Monday was a super full day and rest assured it will be returned to over and over again to fill in the stories…
Lunch was inspiring as we dined and visited with the MLK celebration’s key note speaker, Lynda Blackmon Lowery.
FYI Lunch stories will be shared in other entries…
The weather had cooperated and 7 members of the Twin City family made it in to share the evening with us… Our 21 requested seats were filled and as in years past our community showed up to fill the Viterbo Fine Arts Center’s main theatre for the Dr. Martin Luther King Jr. La Crosse Area Celebration.
As customary the program began with an insightful welcome from Richard Kyte , Viterbo University’s director of the D.B. Reinhart Institute for Ethics in Leadership. It came as no surprise in which a worldwide survey chose Dr. King as one of top three most influential persons with the common thread being Love.
The soulful invocation by Rev. Dr. Calvin Morris was delivered in the rendition of Precious Lord, Take My Hand by Colorful Roots.
The Mistress of Ceremonies once again was Carolyn Bostrack whose comments besides introductions explained Dr. King’s Drum Major Instinct. King’s 1968 speech in Atlanta’s Ebenezer Church was the inspiration for the Legacy recognition my Natureman would be receiving.
Last year’s recipient of the Dr. MLK Jr. Leadership Award, Shaundel Spivey introduced and presented Drum Major Legacy Award. (video link to follow/ at least the acceptance speech transcript.)
The plaque’s inscription speaks for itself…
The prestigious 2020 Dr. Martin Luther King Jr. Leadership Award went to Tracy LittleJohn, an activist who advocates for many in our Native American community including home school coordinator for the Ho-Chunk Nation La Crosse Youth and Learning and co-advising the U-WL Native American student Association along with educating others regarding racism, oppression and its impact on marginalized peoples. Her tearful speech pulled at all our heartstrings.
The Viterbo choir followed singing a traditional spiritual ‘Bound for Canaan Lan’ and would return to close the program with everyone singing Lift every Voice and Sing.
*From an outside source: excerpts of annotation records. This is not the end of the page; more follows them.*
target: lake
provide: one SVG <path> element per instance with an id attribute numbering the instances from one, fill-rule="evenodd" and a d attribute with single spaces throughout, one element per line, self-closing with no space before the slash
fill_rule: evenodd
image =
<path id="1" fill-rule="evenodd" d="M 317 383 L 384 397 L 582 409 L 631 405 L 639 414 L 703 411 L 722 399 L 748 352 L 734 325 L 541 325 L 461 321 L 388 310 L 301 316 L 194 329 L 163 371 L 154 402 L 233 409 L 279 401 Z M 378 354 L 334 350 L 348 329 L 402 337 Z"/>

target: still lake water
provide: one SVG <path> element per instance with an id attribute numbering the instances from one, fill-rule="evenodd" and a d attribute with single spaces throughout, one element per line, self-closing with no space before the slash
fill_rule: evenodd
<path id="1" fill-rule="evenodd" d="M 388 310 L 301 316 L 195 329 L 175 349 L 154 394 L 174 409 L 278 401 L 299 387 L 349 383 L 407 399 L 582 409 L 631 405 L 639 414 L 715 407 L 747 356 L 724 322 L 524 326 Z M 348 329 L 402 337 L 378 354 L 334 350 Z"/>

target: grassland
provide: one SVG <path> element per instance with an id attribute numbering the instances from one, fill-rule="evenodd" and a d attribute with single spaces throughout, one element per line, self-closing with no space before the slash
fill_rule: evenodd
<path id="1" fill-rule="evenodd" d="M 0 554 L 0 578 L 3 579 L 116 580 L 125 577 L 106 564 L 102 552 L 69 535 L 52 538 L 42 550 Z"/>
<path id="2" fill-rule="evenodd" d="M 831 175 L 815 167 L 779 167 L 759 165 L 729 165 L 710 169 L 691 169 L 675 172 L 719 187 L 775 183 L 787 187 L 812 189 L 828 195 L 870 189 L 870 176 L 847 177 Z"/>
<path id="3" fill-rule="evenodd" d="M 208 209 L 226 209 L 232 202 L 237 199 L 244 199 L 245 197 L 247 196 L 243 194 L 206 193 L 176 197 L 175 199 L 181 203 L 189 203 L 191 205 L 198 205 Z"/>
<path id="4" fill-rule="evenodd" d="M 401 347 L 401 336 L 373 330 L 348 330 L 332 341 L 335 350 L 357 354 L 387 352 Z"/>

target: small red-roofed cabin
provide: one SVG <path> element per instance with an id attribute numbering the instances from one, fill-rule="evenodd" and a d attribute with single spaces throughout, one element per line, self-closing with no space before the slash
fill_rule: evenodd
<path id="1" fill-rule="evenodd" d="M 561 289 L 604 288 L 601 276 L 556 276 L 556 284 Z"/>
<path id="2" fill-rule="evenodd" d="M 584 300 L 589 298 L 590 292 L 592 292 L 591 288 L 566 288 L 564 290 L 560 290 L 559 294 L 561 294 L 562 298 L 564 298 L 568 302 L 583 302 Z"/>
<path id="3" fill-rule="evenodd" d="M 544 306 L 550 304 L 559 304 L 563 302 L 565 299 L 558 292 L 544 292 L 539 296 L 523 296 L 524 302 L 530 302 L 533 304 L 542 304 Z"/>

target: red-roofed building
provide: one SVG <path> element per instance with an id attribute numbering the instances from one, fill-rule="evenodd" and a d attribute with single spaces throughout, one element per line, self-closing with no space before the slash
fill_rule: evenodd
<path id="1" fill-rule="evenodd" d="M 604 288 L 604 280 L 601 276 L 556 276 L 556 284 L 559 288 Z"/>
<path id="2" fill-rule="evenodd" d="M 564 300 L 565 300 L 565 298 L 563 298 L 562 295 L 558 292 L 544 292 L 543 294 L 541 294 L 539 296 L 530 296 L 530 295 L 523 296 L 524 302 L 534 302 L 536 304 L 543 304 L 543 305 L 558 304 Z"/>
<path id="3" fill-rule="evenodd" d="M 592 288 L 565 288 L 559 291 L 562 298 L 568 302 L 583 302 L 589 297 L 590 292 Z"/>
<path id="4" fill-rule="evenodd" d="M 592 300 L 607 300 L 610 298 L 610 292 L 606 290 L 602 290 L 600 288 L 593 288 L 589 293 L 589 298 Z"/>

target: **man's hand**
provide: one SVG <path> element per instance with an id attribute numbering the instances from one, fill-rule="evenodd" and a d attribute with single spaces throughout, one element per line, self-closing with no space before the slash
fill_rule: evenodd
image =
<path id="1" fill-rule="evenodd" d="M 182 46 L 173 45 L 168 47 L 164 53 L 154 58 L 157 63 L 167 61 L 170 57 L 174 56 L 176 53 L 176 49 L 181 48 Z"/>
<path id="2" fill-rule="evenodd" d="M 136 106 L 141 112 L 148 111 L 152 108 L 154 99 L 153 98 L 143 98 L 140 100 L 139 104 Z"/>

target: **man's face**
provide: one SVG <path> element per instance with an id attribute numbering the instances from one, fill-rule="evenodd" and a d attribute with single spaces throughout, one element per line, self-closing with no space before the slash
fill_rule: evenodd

But first it was time for our keynote speaker Lynda Blackmon Lowery whose messages regarding History: Past, Present and Future were manifold but hinged on the importance of the Vote. The very reason she was marching on the Edmund Pettus Bridge at 14 years old. The Black vote was and today once again is being suppressed along with others’s constitutional right to vote. We must speak out, not just registering but going to the polls on election day and voting. (Come back for her story of crossing that bridge on Bloody Sunday. )
Ms. Lowery followed her speech presenting the award named after her to Jonah Harlan, a sophomore at Onalaska High School who spoke words of maturity in his acceptance and role in helping his peers understand their white privilege and the importance of social justice. It’s just what the Rev. Dr. Martin Luther King wanted us to do work together to make this world more just.